History tells us that major aircraft investments are often watershed moments in defining what we can achieve.

Qantas transformed when it took delivery of some of the first Boeing 707s in 1959. It meant many propeller aircraft could be phased out. The Pacific Ocean could be crossed more easily and the U.S. and London came a lot closer.

Qantas transformed again when, in the 1970s, the newly acquired Boeing 747s made long haul air travel more affordable for millions of Australians. The 707s were phased out, and international travel became a mainstream reality.

In 2008, the A380 transformed the cabin experience with a new level of passenger comfort.
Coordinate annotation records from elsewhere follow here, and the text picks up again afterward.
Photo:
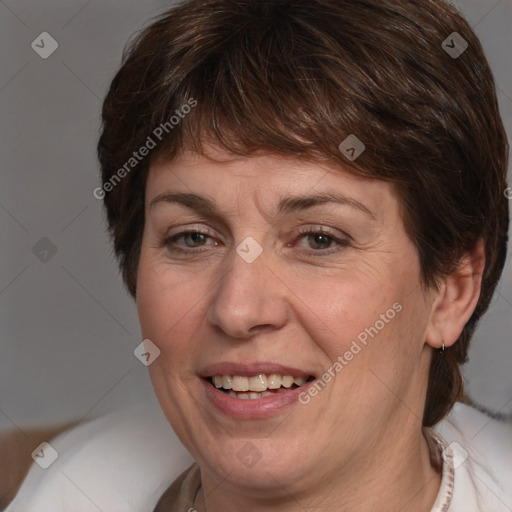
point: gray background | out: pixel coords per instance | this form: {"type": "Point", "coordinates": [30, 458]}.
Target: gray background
{"type": "Point", "coordinates": [68, 328]}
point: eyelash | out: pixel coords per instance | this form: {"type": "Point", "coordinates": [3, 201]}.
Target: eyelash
{"type": "Point", "coordinates": [170, 242]}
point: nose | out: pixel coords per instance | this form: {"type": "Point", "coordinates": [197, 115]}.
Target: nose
{"type": "Point", "coordinates": [249, 299]}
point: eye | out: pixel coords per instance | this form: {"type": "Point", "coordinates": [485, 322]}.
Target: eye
{"type": "Point", "coordinates": [319, 240]}
{"type": "Point", "coordinates": [187, 240]}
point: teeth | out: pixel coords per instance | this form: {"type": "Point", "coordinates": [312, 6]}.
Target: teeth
{"type": "Point", "coordinates": [240, 383]}
{"type": "Point", "coordinates": [274, 381]}
{"type": "Point", "coordinates": [226, 382]}
{"type": "Point", "coordinates": [287, 381]}
{"type": "Point", "coordinates": [256, 386]}
{"type": "Point", "coordinates": [258, 383]}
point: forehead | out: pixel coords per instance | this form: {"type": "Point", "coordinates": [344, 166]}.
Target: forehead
{"type": "Point", "coordinates": [264, 180]}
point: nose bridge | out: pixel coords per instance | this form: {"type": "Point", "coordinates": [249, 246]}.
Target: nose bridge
{"type": "Point", "coordinates": [246, 295]}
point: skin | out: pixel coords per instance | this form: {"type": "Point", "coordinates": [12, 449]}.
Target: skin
{"type": "Point", "coordinates": [358, 444]}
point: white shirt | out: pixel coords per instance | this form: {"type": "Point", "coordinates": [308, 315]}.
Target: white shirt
{"type": "Point", "coordinates": [123, 462]}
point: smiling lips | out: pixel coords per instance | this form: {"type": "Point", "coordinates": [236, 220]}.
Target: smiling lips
{"type": "Point", "coordinates": [257, 386]}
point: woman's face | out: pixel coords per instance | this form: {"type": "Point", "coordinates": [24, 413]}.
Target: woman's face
{"type": "Point", "coordinates": [277, 269]}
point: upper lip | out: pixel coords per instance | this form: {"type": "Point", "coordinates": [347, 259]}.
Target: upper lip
{"type": "Point", "coordinates": [251, 369]}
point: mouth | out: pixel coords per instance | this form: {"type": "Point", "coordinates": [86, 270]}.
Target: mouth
{"type": "Point", "coordinates": [258, 386]}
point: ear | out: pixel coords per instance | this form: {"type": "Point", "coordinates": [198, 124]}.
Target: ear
{"type": "Point", "coordinates": [456, 300]}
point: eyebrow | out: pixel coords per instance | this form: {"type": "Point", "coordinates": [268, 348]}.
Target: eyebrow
{"type": "Point", "coordinates": [286, 204]}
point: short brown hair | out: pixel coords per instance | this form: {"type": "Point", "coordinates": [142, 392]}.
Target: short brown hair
{"type": "Point", "coordinates": [296, 77]}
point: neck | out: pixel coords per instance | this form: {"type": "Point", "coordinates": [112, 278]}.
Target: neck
{"type": "Point", "coordinates": [399, 476]}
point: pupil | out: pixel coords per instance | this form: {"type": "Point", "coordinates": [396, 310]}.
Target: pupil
{"type": "Point", "coordinates": [321, 240]}
{"type": "Point", "coordinates": [195, 238]}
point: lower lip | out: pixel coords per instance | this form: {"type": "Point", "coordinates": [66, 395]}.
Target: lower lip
{"type": "Point", "coordinates": [254, 407]}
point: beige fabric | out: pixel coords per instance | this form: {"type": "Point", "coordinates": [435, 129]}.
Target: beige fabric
{"type": "Point", "coordinates": [181, 495]}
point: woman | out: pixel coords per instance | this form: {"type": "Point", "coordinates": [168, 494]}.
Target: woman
{"type": "Point", "coordinates": [307, 202]}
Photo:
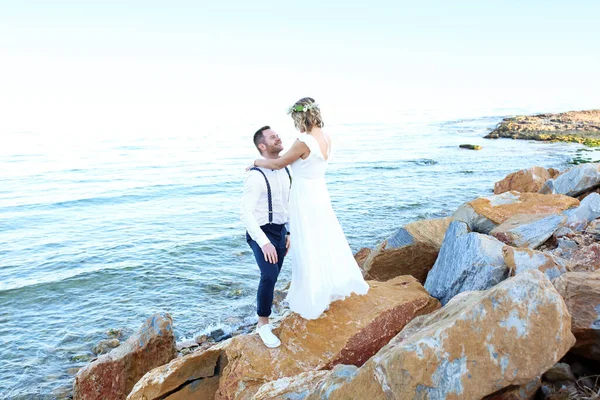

And so our airline will transform yet again when we take delivery of the first red tail Dreamliners in 2017. The new 787 era will be one of efficiency, of comfort, and of endurance.
Qantas is rapidly growing fitter, stronger, and smarter. These aircraft are a fitting emblem of that evolution.

They have been ordered with an eye to the next twenty years and beyond. They show that we are revitalised and that we are here for the long haul.

A GROUP APPROACH
These new 787s will enter what is now a well-balanced Group fleet.

From small to large – our Group model means we have the flexibility to rapidly respond to shifting market conditions, as we are doing in Australia right now.

We have a premium airline, Qantas; a low-cost carrier, Jetstar; a regional airline, QantasLink; and a charter airline, Network Aviation.


These are separate entities, but our Group structure allows us to think about them holistically. When economic conditions shift, we are well placed to shift with them.

THE NEED TO KEEP EVOLVING
It is a good feeling to be at the helm of this great company as it begins the first phase of a remarkable turnaround.

I am hugely proud of how our reinvigoration is contributing to long-term shareholder value. Yet transformation in our industry must be a constant. The key to sustainability is being able to adapt, and that means we have to maintain the momentum.

As the national carrier, Qantas has historically reflected the best of Australia. A sense of optimism and pride.

I believe the Qantas of 2015 is recapturing that spirit.

We want Australians to feel proud not just of this great airline’s history, but also in where we are going.

And I believe we are advancing rapidly down that path. Thank you.